The Securities Appellate Tribunal is hearing DLF's plea against a SEBI order, passed in October, wherein the company and its six top executives were barred from securities markets for three years due to non-compliance to disclosure norms during its IPO seven years ago.

DLF lawyers today concluded arguments. Securities Appellate Tribunal's presiding officer J P Devadhar said it will hear SEBI's arguments from Monday.

Advocate Janak Dwarkadas, for DLF, contended that SEBI failed to furnish a post-investigation report under FUTP regulations and did not give DLF opportunity to represent itself, which is mandatory under the law.

SEBI, in its June 2013 show-cause notice, had accused DLF of "suppressing facts in the IPO offer document to defraud investors".

Also read:  Pages of file pertaining to Vadra-DLF deal missing: Khemka

Advocate J J Bhat, representing some of the top DLF executives, including K P Singh, his son Rajiv Singh and daughter Pia Singh, said the notice did not speak about the role played by the directors in non-disclosure of information in the IPO offer documents.

"The SEBI Act does not provide for vicarious liability of directors," said Bhat.

Meanwhile, SAT today said it would hear the original complainant Kimsumk Krishna Sinha once it hears both SEBI and DLF. Yesterday Sinha had produced a Supreme Court order allowing him to become a party to proceedings before SAT.

The case before SAT relates to an October 13 SEBI order banning DLF, its chairman K P Singh and five other senior-most officials from the market for three years for not disclosing the names of two of its over 250 subsidiaries in the 2007 IPO documents. The company has challenged this ban.
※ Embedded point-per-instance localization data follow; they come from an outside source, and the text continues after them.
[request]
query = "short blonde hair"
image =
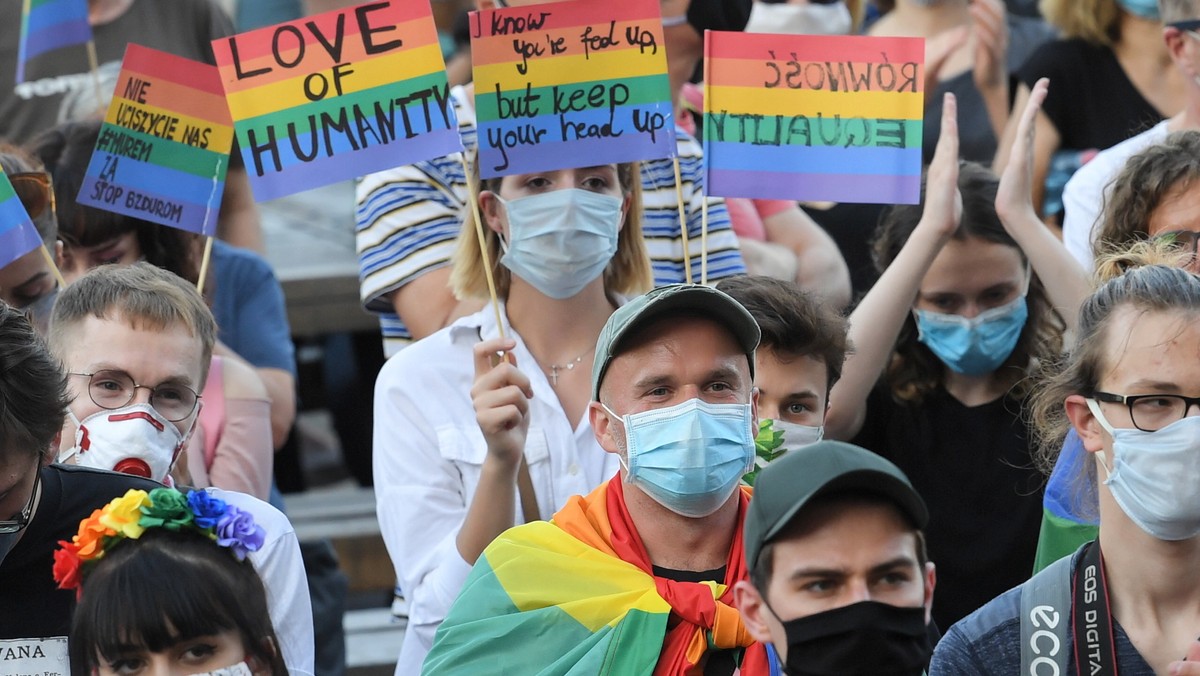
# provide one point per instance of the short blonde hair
(143, 295)
(628, 273)
(1093, 21)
The SEBI's action followed Delhi High Court's order to probe Sinha's allegation that one of the DLF subsidiaries - Sudipti Estates - and certain other persons duped him of Rs 34 crore in a land deal.

DLF stock price

On December 19, 2014, DLF closed at Rs 132.00, down Rs 3.95, or 2.91 percent. The 52-week high of the share was Rs 242.80 and the 52-week low was Rs 100.00.


The company's trailing 12-month (TTM) EPS was at Rs 3.29 per share as per the quarter ended September 2014. The stock's price-to-earnings (P/E) ratio was 40.12. The latest book value of the company is Rs 93.40 per share. At current value, the price-to-book value of the company is 1.41.